On peut dire qu’à ce niveau précis, le monde de la Tora est bien plus engagé encore que les plus grands nationalistes actuels : il pense que le pays appartient au peuple juif, les Arabes ne pouvant y rester que provisoirement (cf. le… Zohar, leur accordant ce droit de résider en Erets Israël tant que le mérite de la mila de Yichmaël leur donnera ce privilège), et attend toujours encore le jour où les Arabes seront expulsés d’Israël et que la Terre sainte nous reviendra entièrement – le jour où D. en décidera ainsi, que cela soit de nos jours, au plus tôt, avec la venue du Machia’h (cf. Beréchith/Genèse 15,18, « Du fleuve d’Egypte au grand fleuve, l’Euphrate », et Rachi ad loc, que cette grande expansion du peuple juif est prévue pour les temps futurs) !

C’est un point contre lequel même les Netoré Karta et Satmar ne peuvent s’opposer, c’est une réalité claire.

En conséquence, apporter ce dossier comme pièce complémentaire à la critique post-sioniste contemporaine est une erreur totale : les post-sionistes récusent en bloc tout droit au peuple juif à sa terre, toute l’histoire de la Terre promise, tout le passé du peuple juif et, à plus forte raison, tout son avenir ! Ce sont deux perspectives qui ne peuvent en rien se rencontrer.

On ne peut cependant reprocher à l’auteur de faire paraître sur la place publique un tel ouvrage (aux éditions de l’Université Laval !), parce que les Netoré Karta, en particulier aux Etats-Unis et au Canada, font de très grands efforts pour que leur message soit connu de la manière la plus large possible (annonces dans les grands journaux américains, présence lors de manifestations anti-israéliennes, y compris lors de la conférence de Durban, etc.). On peut fortement craindre qu’au nom d’une critique à usage interne, celle-ci risque fort d’apporter de l’eau au moulin de nos ennemis les plus implacables, ceux de l’intérieur – les historiens modernes – et ceux de l’extérieur, qui ne cherchent qu’à détruire Israël. Ces ennemis sont les nôtres, ceux de chacun d’entre nous, physiquement, que l’on ne se fasse pas d’illusions, et pas seulement l’« entité sioniste ».

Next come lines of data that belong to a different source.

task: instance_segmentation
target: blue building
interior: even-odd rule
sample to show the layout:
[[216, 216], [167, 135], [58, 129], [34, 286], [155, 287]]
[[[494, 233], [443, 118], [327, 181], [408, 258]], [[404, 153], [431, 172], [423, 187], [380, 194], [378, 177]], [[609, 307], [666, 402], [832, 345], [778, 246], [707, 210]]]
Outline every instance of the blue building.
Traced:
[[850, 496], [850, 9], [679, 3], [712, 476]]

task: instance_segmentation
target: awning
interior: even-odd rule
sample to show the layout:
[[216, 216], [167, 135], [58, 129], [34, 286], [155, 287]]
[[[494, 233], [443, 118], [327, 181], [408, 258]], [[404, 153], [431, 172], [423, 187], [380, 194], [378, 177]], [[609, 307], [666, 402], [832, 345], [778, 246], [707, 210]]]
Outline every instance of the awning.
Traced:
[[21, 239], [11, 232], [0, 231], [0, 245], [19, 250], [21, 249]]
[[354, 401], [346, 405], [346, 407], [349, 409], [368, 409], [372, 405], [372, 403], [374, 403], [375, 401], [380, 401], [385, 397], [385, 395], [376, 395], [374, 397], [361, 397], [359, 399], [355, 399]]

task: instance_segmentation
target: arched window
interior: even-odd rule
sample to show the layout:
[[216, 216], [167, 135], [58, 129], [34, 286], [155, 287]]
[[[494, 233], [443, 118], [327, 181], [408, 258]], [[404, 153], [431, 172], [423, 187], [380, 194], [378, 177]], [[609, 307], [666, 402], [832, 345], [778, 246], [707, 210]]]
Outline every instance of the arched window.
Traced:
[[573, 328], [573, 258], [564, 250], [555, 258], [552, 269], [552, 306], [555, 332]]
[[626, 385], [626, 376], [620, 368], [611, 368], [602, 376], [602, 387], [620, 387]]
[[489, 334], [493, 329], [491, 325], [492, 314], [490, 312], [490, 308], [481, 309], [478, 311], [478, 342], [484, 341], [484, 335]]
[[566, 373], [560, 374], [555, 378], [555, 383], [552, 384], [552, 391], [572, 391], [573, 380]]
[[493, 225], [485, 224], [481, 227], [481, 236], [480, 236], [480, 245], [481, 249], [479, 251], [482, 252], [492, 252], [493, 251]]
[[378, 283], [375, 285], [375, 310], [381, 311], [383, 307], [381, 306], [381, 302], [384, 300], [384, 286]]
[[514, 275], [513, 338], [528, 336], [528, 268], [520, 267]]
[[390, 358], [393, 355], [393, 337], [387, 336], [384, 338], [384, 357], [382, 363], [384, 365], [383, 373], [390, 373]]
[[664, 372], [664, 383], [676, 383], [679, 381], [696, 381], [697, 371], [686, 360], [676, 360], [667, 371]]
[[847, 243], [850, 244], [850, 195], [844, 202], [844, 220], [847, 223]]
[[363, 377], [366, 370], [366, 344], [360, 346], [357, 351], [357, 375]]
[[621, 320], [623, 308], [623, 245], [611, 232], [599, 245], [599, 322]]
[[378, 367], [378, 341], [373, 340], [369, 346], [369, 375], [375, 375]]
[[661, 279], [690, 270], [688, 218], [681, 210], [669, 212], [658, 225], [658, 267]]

Il nous semble que même le chef de file des Netoré Karta, le rav Amram Blau zal, évitait cela. Du reste, même Satmar critique ouvertement la conduite des Netoré Karta en cette matière.

L’un des éléments qui ressort de cet ouvrage, en ce qui concerne ces Juifs extrémistes émanant de notre communauté, est leur position face aux Arabes lorsqu’ils disent : « Nous vivions toujours dans une telle harmonie avec eux et nous nous arrangions toujours tellement bien avec eux » – ce qui est historiquement plus que discutable.

Ils pensent qu’il suffira, pour y parvenir, d’espérer que l’Etat d’Israël disparaisse, implose à l’image de l’URSS voici quelque temps, et que tout s’arrangera…

On peut se demander si une position tellement utopique – et tellement dangereuse – a sur quoi reposer : peut-être qu’au début des hostilités, dans les années trente, une telle issue était encore envisageable – et c’est la direction que Ya’aqov de Hahn a tenté d’emprunter à l’époque (il a été assassiné par ses frères juifs sionistes, à notre grande honte, parce qu’il professait une telle option). Mais, entre-temps, tout s’est dégradé, Israël s’est constitué en Etat, quatre guerres l’ont opposé aux Arabes, l’islam mondial s’est lancé dans une guerre internationale contre l’Occident – on n’hésite plus à parler de Troisième Guerre mondiale ! Le temps de la conciliation est dépassé, malheureusement, et toute démarche de rapprochement avec les Arabes est totalement caduque.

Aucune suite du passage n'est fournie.